Contractors fined after platform collapse injures worker

Contractors fined after platform collapse injures worker

Two contractors have been fined after a platform collapse injury. HSE found failures around temporary works design, loading, and supervision.


IN Brief:

  • Roots Contractors and Diacutt were fined after a worker fractured his neck and back in a platform collapse.
  • HSE found failures around temporary works design, loading, supervision, and coordination.
  • The case reinforces the importance of controlled temporary works management on refurbishment and specialist drilling projects.

Roots Contractors and Diacutt have been fined after a temporary platform collapsed during drilling works, leaving a worker with serious spinal injuries.

The incident occurred during a refurbishment project in the City of London. A drilling operative was working from temporary wooden platforms when the structure collapsed, causing fractures to his neck and back. He has been unable to return to construction work.

Roots Contractors, based in Ewell, Surrey, pleaded guilty to breaching Regulation 16(2) of the Construction (Design and Management) Regulations 2015. The company was fined £19,333 and ordered to pay £5,548 in costs at Westminster Magistrates’ Court.

Diacutt, based in Croydon, pleaded guilty to breaching Regulation 15(2) of the same regulations. It was fined £13,000 and ordered to pay £5,548 in costs.

The Health and Safety Executive said temporary works must be designed, installed, maintained, and used so that they can withstand foreseeable loads. Temporary structures should also be inspected by a competent person at suitable intervals.

The case centres on one of construction’s most persistent risk areas: temporary works that appear simple but carry serious consequences when design, loading, and supervision are weak. Platforms, propping, scaffolds, edge protection, excavation supports, and temporary access routes sit outside the permanent works, yet they often expose workers to immediate danger.

Refurbishment projects can increase that exposure. Existing structures may have incomplete information, restricted access, changing floor conditions, demolition interfaces, and several trades operating in confined areas. Specialist activities such as drilling and concrete cutting add localised loads, vibration, debris, and access requirements that need to be assessed before work starts.

The legal duties under CDM 2015 require contractors to plan, manage, and monitor construction work so that it is carried out safely. Temporary works cannot be treated as informal site aids assembled from available materials. They need design consideration, clear responsibility, loading assumptions, communication between contractors, and inspection records.

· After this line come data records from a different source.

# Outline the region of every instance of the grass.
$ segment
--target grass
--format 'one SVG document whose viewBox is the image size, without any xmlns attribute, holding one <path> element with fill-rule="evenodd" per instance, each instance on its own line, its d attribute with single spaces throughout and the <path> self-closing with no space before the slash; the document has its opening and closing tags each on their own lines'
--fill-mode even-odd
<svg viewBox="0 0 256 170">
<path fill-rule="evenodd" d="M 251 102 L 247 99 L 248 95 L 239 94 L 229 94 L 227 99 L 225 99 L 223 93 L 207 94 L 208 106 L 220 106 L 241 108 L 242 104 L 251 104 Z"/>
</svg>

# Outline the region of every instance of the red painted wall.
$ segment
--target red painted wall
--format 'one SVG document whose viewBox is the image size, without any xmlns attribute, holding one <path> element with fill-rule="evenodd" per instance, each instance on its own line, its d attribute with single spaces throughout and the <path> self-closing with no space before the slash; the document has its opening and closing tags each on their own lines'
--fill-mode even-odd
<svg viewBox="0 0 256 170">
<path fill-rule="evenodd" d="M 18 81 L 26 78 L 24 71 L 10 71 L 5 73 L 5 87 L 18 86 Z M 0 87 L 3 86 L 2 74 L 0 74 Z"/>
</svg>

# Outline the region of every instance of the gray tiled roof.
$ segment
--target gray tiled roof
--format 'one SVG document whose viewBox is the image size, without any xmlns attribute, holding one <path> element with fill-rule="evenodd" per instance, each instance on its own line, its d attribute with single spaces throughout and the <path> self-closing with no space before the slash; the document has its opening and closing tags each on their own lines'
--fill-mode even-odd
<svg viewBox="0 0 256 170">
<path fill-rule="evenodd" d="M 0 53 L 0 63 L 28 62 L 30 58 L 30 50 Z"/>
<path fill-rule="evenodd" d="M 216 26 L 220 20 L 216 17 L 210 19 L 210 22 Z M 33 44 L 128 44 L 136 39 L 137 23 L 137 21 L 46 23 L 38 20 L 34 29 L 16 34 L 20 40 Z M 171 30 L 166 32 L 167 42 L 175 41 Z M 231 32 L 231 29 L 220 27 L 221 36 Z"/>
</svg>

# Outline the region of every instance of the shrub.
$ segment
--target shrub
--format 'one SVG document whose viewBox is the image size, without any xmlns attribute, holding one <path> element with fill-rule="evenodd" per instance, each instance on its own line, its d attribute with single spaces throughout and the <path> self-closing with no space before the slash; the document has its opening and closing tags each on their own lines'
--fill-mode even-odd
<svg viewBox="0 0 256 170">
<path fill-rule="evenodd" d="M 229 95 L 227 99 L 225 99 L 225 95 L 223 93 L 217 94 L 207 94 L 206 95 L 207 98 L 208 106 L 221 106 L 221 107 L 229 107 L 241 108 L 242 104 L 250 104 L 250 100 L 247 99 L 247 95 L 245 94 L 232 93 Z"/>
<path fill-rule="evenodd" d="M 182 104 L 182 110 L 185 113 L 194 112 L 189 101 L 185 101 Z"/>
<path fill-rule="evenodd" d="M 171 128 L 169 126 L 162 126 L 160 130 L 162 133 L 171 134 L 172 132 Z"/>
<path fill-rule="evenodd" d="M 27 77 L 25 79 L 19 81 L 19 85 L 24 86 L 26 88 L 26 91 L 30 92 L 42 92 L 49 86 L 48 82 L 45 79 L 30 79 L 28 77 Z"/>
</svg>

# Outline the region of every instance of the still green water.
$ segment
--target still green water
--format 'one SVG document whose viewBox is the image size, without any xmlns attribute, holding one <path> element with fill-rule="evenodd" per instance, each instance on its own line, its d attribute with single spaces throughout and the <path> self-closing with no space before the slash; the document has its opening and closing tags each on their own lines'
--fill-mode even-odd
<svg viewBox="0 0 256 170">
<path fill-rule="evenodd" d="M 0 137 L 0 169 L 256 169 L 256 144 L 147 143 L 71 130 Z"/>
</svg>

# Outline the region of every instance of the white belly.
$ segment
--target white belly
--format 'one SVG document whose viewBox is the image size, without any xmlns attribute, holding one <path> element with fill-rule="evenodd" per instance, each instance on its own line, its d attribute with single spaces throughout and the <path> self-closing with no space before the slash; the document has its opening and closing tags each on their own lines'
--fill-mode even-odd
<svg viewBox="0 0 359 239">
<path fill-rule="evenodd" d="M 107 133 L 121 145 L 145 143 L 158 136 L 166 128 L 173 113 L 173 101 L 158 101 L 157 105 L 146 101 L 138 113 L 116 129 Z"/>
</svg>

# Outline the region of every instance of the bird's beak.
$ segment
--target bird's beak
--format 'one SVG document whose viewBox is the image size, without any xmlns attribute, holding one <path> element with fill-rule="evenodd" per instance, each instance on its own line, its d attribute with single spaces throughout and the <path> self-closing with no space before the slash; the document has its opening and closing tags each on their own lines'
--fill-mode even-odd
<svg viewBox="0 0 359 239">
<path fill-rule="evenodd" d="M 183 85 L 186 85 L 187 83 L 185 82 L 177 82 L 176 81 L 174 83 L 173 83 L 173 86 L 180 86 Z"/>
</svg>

Recent enforcement across other site hazards has shown the same management failures in different forms. A fatal excavation case earlier this month highlighted the consequences of inadequate barriers, lighting, access, and site control. The immediate hazards were different, but both cases turned on temporary site conditions that had not been controlled properly.

For principal contractors, temporary works management is also a coordination issue. Specialist subcontractors may understand their own work activity, but they depend on safe access, suitable platforms, accurate information, and a controlled site environment. Where responsibilities are blurred, temporary works risk can fall between packages.

The financial penalties in this case are modest compared with some major corporate prosecutions, but the outcome for the worker was life-changing. A temporary platform does not need to be technically complex to cause severe injury when loading, competence, and inspection are not managed.

Safe delivery depends on competent design, suitable materials, controlled loading, inspection, supervision, and a clear understanding of how the work will actually be carried out. On refurbishment schemes, where site conditions can change quickly, temporary works management needs the same discipline as the permanent works it supports.